#Nos40DoSegundoTempo

A minha mulher maravilha

Eu não gosto de acordar cedo, aliás nunca gostei, mas desde muito pequena me ensinaram “Deus ajuda quem cedo madruga”. Puta sacanagem esse ensinamento (ops, Senhor, desculpa o palavrão aí), imaginem só, mulheres como eu, apaixonadas pela noite, condicionadas a acharem a manhã “o” certo. Além disso, como forma de “castigo” por não conseguirmos acordar cedo (junto do galo cantando), ainda estamos predestinadas a ficar sem a ajuda de Deus.

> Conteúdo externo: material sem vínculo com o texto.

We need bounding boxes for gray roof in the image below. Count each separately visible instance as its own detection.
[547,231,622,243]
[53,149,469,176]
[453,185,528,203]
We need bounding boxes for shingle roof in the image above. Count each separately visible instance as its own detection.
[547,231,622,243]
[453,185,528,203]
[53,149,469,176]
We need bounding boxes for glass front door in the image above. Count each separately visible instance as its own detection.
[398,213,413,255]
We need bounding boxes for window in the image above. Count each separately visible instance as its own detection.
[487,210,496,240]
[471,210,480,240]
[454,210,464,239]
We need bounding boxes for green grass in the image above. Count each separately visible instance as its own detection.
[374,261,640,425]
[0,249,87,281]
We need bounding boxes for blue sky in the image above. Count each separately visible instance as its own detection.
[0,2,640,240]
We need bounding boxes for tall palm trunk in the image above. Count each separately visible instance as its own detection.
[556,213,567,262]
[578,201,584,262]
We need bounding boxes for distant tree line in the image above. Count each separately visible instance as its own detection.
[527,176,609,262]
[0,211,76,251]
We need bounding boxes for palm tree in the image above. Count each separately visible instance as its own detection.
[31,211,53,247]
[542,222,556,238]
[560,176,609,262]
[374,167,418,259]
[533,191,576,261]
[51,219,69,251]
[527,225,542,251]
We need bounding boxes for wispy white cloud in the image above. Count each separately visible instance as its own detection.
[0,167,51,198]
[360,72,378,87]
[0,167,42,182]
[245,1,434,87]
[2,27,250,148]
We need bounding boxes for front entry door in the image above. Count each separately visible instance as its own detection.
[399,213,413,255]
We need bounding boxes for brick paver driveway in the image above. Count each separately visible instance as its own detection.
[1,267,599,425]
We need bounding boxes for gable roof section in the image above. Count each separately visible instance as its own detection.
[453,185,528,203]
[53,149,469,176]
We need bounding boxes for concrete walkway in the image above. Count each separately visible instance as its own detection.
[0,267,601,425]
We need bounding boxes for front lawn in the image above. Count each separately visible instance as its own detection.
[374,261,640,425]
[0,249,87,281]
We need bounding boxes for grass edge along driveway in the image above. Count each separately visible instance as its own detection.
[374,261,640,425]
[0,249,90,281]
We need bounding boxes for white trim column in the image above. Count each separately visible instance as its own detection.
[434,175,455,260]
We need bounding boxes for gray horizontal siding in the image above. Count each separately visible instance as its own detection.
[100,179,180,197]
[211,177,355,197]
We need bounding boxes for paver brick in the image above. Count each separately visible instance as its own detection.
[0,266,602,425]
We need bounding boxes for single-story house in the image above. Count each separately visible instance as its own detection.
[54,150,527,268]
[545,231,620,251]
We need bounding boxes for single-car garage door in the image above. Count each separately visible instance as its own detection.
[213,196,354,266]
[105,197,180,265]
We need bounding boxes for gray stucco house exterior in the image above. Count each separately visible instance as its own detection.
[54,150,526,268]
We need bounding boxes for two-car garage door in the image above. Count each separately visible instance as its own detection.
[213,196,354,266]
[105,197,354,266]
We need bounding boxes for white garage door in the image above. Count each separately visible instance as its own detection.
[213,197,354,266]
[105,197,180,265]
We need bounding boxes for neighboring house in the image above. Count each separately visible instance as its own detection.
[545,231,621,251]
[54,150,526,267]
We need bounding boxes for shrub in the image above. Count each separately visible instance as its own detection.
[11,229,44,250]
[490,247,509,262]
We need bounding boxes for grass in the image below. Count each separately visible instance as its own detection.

Por isso, obrigatoriamente, eu pulo da cama com aquela vontade enorme de ir pra academia e fazer a aula de corrida da professora Bruna às 6:00 horas da manhã (contém ironia), desista – isso, definitivamente só seria possível se eu tivesse ainda dormindo – ou seja, eu ainda estaria na cama sonhando e, isso não vai acontecer. Simplesmente, eu prefiro a noite, não gosto de fazer ginástica cedinho.

Notívagas, uni-vos!! chega dessa ditadura de que o dia foi feita só para trabalhar e, a noite só para gandaiar. Eu sou infinitamente mais criativa e produtiva durante ela (ou pelo menos, depois do meio-dia). Escrever nunca foi tão fácil e prazeroso, com a escuridão da noite.

Começa por aí a “minha” cobrança sobre a “minha” mulher maravilha (apesar de dormir tarde), eu ainda me obrigo a continuar acordando muito cedo, caso contrário, vocês já sabem, né?! fico sem a ajuda do Senhor ou me sinto em falta com as minhas obrigações.

Mas, afinal, aonde se encaixa a questão da mulher maravilha?! aquela que é maravilhosamente maravilha “E” perfeita?!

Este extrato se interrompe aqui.